İnsanlar çok farklı karakterlerde yaratılmış. Aynı anne babanın çocukları bile farklı davranışlar sergileyebiliyorlar. Çocuk yetiştirmek çok büyük bir sorumluluktur. Dünyaya gelen çocuklarının karakterlerini en iyi bilen kişiler anne ve babalardır. Onlardaki yanlış alışkanlıkları küçük yaşta çeşitli yöntemlerle düzeltemezlerse veya büyütürken kendi yanlış davranışlarının onlar üzerinde bıraktığı izleri fark edemezlerse ileride bu ihmalin, ruhsal bozukluklarla çocuğun, davranışlarına yansıyacağını bilmelidirler. Hatalı eğitim her zaman hatalı davranışlar doğurur. '
Çocukluğunda mutlu olamayanlar, yoksul büyüyenler, aile içi şiddet gören veya bizzat yaşayanlar
Şuur altında yerleşen olumsuz duyguları ilerde uygun zemin bulunca, kendi yaşam ortamında uygularlar. Şiddet sadece dayak ve öldürme olayı olarak düşünülmemeli. Nice aileler var ki karısı veya kocası veya aile bireylerinden daha güçlü olan birisi tarafından, daha pasif duygusal yönden hassas ve daha zayıf olan üzerinde baskı kurarak yasaklar.
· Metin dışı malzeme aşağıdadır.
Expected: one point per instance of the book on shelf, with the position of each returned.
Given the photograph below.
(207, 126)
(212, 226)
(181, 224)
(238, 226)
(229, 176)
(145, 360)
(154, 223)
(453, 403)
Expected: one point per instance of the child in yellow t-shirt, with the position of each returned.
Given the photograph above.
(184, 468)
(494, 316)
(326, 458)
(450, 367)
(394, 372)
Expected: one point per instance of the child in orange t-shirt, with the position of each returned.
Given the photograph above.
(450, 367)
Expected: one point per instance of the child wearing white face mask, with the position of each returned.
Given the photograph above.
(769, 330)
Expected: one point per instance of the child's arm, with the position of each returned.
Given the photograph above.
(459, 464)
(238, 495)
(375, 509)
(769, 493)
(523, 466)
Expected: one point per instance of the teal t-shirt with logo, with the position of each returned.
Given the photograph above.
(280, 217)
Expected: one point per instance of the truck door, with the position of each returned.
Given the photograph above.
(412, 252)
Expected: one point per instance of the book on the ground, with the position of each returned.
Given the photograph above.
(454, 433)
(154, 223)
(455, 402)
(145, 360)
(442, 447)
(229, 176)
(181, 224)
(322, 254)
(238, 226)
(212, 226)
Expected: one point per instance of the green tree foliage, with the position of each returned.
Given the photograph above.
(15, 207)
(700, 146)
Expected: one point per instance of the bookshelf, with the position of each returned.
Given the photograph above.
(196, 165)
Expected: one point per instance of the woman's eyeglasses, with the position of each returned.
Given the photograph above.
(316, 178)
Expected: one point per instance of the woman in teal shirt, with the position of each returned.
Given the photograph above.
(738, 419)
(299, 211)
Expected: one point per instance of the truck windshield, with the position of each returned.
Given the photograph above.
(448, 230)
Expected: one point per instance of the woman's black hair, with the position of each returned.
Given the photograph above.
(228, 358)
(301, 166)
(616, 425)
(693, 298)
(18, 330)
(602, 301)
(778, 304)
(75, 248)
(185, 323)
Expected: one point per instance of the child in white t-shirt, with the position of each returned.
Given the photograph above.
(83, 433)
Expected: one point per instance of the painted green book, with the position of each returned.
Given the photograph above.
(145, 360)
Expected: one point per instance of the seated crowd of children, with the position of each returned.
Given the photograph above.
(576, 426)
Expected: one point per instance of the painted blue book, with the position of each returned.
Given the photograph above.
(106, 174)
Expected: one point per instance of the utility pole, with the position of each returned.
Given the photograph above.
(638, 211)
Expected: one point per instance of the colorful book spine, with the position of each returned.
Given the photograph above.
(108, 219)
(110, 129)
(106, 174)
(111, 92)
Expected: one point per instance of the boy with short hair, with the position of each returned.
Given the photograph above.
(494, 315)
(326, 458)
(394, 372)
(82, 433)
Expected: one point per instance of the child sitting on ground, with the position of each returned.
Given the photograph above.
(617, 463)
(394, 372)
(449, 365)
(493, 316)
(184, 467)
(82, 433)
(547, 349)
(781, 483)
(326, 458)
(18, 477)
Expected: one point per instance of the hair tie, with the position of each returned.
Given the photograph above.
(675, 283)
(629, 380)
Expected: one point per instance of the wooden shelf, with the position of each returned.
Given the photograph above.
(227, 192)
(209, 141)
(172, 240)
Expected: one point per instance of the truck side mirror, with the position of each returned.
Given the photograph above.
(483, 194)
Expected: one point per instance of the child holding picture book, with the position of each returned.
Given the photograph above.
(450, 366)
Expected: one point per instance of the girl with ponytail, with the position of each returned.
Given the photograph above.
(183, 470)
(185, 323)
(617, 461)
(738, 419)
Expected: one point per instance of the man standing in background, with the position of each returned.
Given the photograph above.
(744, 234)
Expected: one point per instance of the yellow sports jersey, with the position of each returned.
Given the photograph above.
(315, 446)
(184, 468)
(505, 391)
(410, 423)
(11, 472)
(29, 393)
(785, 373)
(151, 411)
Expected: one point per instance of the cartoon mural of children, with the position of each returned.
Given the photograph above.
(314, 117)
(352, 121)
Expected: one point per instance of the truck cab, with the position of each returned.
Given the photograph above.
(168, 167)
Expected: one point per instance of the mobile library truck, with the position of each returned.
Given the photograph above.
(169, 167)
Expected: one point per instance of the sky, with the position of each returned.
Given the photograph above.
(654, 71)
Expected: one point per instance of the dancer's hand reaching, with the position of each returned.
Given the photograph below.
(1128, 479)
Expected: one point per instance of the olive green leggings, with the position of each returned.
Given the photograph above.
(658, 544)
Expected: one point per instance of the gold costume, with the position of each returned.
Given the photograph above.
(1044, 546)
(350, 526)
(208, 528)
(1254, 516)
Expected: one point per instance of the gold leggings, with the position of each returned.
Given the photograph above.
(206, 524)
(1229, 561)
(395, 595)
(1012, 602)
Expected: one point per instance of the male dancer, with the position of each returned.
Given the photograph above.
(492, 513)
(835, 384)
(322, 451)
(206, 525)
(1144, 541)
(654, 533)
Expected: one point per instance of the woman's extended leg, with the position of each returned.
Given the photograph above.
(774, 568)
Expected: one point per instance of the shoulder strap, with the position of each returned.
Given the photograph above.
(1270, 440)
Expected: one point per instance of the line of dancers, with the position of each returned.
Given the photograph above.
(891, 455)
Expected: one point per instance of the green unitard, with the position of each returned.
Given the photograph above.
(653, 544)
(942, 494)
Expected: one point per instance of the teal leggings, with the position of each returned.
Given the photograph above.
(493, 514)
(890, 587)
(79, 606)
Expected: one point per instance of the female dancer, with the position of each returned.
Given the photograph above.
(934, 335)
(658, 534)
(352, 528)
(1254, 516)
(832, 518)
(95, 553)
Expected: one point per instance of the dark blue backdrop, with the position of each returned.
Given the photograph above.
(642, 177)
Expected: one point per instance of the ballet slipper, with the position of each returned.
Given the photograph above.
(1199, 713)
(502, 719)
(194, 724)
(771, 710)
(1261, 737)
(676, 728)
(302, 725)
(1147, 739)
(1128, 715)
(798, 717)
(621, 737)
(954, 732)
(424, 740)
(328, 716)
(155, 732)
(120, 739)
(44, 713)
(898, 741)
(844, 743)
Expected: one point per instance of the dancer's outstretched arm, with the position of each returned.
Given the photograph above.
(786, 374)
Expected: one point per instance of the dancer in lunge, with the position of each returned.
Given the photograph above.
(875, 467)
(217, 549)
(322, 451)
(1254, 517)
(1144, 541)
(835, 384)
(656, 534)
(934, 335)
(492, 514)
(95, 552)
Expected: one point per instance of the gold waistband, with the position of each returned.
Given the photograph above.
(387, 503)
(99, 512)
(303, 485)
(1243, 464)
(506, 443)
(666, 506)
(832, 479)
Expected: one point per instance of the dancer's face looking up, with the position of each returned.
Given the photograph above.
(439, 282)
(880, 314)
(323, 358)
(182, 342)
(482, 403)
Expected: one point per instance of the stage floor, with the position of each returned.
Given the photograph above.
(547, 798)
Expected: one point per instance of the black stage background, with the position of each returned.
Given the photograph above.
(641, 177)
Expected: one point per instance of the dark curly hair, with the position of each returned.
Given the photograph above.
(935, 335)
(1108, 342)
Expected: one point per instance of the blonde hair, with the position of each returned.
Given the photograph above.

Yasaklar uygulayarak, özgürlük haklarını kısıtlayarak şiddet uyguluyor. Fiziksel şiddet kadar, manevi, psikolojik şiddet de, insanı yaşamdan bezdirir, yaşama arzusunu kaybettirir. Kişi eğer birlikteliği bitiremiyorsa yaşam onun için bir işkencedir. Yok, eğer bitirmek istenince de, günümüzde gündem konusu olan cinayetler işleniyor. Kin ve öfke kişinin zihninde öyle zirveye çıkıyor ki, ne günah, ne cinayet sonrasında yıllarını geçireceği hapishane ortamı, ne de bulunduğu toplumdan dışlanmak, o an aklına gelmiyor. Bunlar hasta, kıskanç, sağduyu sahibi olmayan, ezik fakat bu ezildiğin etkisiyle, karşısındaki kişi üzerinde hâkimiyet kurmak isteyen, bu duyguyla kendini kanıtlamaya çalışan, maalesef zavallı insanlardır. Bu insanların işledikten cinayetlerin, medyada gündeme gelmesi, ruh sağlığı bozuk olanlarınca örnek alınmasına sebep oluyor. Cinayetlerin artması, bence. Bunalımda olan bu tip insanların, uygulamalardan etkilenmesinden kaynaklanıyor.
Çünkü insanlar olumlu da olsa, olumsuz da olsa örneklerin etkisinde kalırlar.